Dutch jazz pioneer Jerry van Rooyen dies

Dutch jazz composer and arranger Jerry van Rooyen (birth name Jerry van Rooijen) died on September 14th. He was 80 years old.

Van Rooyen was born on December 31st, 1928 in the Hague, the Netherlands. Jerry took his first music lessons at age eight and immediately joined a brass band in his hometown as a trumpet player.

Van Rooyen studied for several years with the lead trumpet player of the Netherlands Symphonic Orchestra and further studied music at the Royal Conservatory in The Hague, where he eventually graduated as a music teacher. In 1944 Van Rooyen joined a Dutch revue show as first trumpet player. He toured Indonesia, America and Scandinavia with such famous Dutch and Scandinavian musicians as Ernst Van’t Hoff, Boyd Bachman, Bengt Hallberg, Ake Persson and Lars Gullin. In 1955 Jerry signed on as first trumpet player and arranger for the Dutch radio orchestra the Ramblers and performed with his own jazz combo in numerous Amsterdam nightclubs. Van Rooyen went to Paris, France in 1959, where he was a conductor and arranger for Fantana Records and worked with such artists as Michel Legrand, Claude Bolling and Gilbert Becaud.

Jerry van Rooyen / van Rooijen

In 1965 Jerry moved to Berlin, Germany and became the arranger for the S.F.B. Dance Orchestra. Van Rooyen composed the wonderfully groovy and offbeat experimental jazz scores for the Jess Franco pictures “Succubus,” “Red Lips,” and “Kiss Me, Monster.” Moreover, he also supplied the funky music for the films “The Vampire Happening,” “Castle of the Creeping Flesh,” “Death on a Rainy Day,” and “How Short is the Time for Love.” His marvelously hip composition “The Great Train Robbery” was used as the opening credits theme for the hilarious cult indie comedy “Free Enterprise.”

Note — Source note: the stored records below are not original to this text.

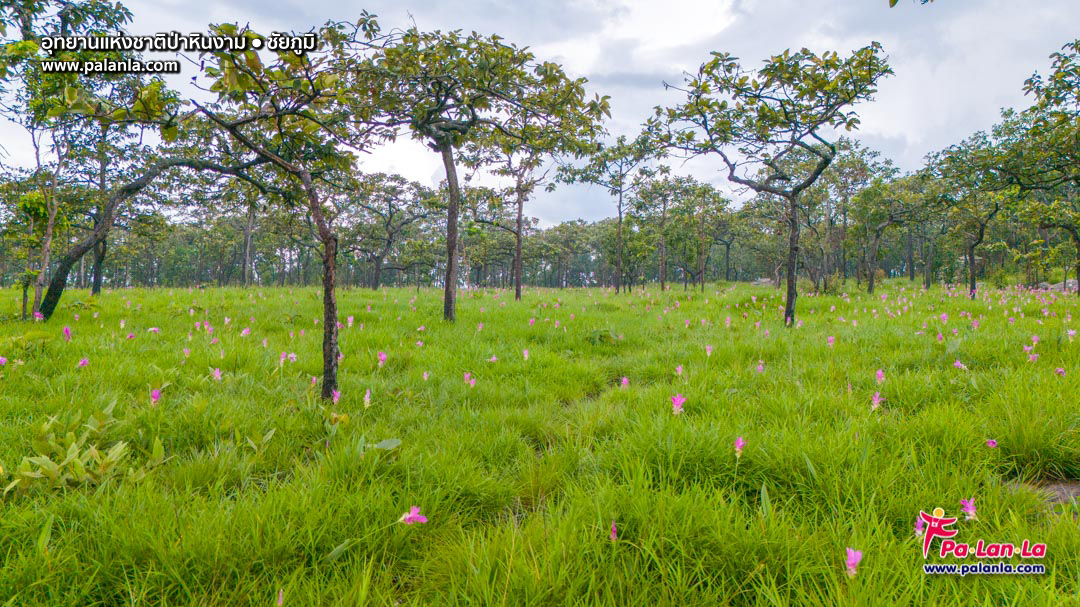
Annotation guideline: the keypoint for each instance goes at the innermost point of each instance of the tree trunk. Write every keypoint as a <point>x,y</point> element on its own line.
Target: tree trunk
<point>971,271</point>
<point>727,259</point>
<point>450,288</point>
<point>248,228</point>
<point>663,258</point>
<point>377,272</point>
<point>793,257</point>
<point>910,255</point>
<point>1078,266</point>
<point>618,258</point>
<point>928,265</point>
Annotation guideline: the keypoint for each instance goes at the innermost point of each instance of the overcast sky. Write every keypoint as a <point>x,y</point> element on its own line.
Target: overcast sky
<point>956,62</point>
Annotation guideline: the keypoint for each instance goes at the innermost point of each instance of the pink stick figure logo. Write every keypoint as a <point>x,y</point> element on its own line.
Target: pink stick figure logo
<point>935,528</point>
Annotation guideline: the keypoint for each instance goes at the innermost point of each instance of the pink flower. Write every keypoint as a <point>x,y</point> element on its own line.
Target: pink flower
<point>854,556</point>
<point>969,509</point>
<point>677,401</point>
<point>413,516</point>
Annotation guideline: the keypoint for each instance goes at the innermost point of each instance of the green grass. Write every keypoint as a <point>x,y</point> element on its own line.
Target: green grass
<point>522,475</point>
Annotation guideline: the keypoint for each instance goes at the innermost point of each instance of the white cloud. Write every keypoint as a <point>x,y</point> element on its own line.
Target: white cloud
<point>956,63</point>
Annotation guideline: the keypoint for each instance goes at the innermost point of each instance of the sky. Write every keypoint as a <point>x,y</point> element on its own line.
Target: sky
<point>957,63</point>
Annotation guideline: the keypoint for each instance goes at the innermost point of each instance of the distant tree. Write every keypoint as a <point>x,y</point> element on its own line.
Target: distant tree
<point>756,119</point>
<point>454,90</point>
<point>616,169</point>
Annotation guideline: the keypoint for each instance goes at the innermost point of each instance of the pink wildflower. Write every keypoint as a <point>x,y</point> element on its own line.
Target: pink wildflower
<point>854,556</point>
<point>413,516</point>
<point>969,509</point>
<point>677,401</point>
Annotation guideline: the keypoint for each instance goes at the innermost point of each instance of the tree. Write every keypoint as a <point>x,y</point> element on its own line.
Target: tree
<point>381,210</point>
<point>765,116</point>
<point>453,91</point>
<point>616,169</point>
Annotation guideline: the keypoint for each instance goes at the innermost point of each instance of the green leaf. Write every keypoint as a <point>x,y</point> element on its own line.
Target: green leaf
<point>45,535</point>
<point>388,444</point>
<point>337,552</point>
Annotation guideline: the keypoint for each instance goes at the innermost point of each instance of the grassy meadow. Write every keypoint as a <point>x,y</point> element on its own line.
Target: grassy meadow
<point>151,461</point>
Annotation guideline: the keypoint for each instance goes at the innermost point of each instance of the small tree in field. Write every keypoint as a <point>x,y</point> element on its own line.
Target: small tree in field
<point>753,120</point>
<point>617,169</point>
<point>454,90</point>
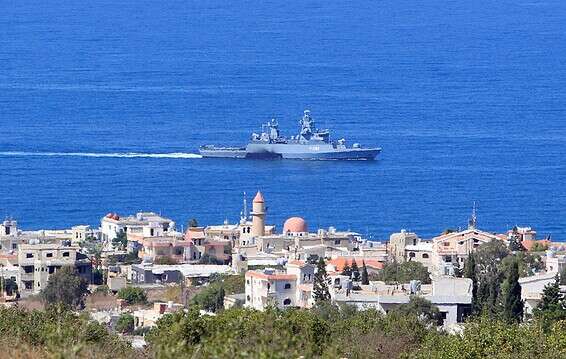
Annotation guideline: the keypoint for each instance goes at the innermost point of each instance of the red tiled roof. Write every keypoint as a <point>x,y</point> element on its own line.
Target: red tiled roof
<point>271,276</point>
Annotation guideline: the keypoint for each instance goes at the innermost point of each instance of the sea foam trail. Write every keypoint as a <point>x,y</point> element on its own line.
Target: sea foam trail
<point>108,155</point>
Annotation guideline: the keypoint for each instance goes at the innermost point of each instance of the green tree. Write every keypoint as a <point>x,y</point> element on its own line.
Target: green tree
<point>490,276</point>
<point>211,298</point>
<point>355,271</point>
<point>125,324</point>
<point>347,270</point>
<point>365,275</point>
<point>395,272</point>
<point>515,242</point>
<point>513,305</point>
<point>9,286</point>
<point>166,260</point>
<point>120,241</point>
<point>320,285</point>
<point>563,276</point>
<point>132,295</point>
<point>552,306</point>
<point>65,287</point>
<point>470,272</point>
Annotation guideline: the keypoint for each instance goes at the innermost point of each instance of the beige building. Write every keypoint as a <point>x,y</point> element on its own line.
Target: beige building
<point>452,249</point>
<point>38,262</point>
<point>292,288</point>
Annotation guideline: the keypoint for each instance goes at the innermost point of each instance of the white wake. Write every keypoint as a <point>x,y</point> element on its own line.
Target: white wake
<point>109,155</point>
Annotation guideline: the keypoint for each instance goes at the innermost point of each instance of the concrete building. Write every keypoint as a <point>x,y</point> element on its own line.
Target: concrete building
<point>532,288</point>
<point>147,318</point>
<point>555,263</point>
<point>407,246</point>
<point>158,274</point>
<point>452,296</point>
<point>143,224</point>
<point>38,262</point>
<point>291,288</point>
<point>452,249</point>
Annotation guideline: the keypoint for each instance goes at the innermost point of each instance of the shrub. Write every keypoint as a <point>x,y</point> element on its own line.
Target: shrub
<point>133,295</point>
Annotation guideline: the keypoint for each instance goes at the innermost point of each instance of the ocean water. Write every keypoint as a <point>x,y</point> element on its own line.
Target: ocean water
<point>104,104</point>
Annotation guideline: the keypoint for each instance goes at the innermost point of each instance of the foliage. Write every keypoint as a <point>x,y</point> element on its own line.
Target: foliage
<point>323,332</point>
<point>552,306</point>
<point>539,247</point>
<point>166,260</point>
<point>97,277</point>
<point>405,272</point>
<point>515,241</point>
<point>365,276</point>
<point>529,263</point>
<point>102,289</point>
<point>10,287</point>
<point>65,287</point>
<point>320,285</point>
<point>132,295</point>
<point>125,324</point>
<point>127,258</point>
<point>355,271</point>
<point>422,309</point>
<point>512,303</point>
<point>489,276</point>
<point>488,338</point>
<point>347,270</point>
<point>120,241</point>
<point>58,333</point>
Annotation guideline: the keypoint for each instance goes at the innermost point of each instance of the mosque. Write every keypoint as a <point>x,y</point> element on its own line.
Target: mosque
<point>261,244</point>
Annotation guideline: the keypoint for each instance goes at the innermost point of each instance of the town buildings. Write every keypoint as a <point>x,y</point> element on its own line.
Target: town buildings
<point>38,262</point>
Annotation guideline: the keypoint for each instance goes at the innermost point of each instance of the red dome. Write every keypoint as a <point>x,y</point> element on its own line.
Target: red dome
<point>258,198</point>
<point>295,225</point>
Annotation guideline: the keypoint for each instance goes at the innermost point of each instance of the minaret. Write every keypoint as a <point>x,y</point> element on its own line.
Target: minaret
<point>244,213</point>
<point>258,216</point>
<point>474,220</point>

Van Rooyen wrote the opening theme of the Olympic Games in Munich in 1972. He then returned to the Netherlands, where he worked as both a producer and program director for the AVRO radio station as well as continued producing and arranging for various jazz orchestras all over the world. In 1985 Van Rooyen became the director of the WDR Radio Big Band and toured all over Asia. Jerry van Rooyen’s brother Ack Van Rooyen is a renowned trumpet and flugelhorn player.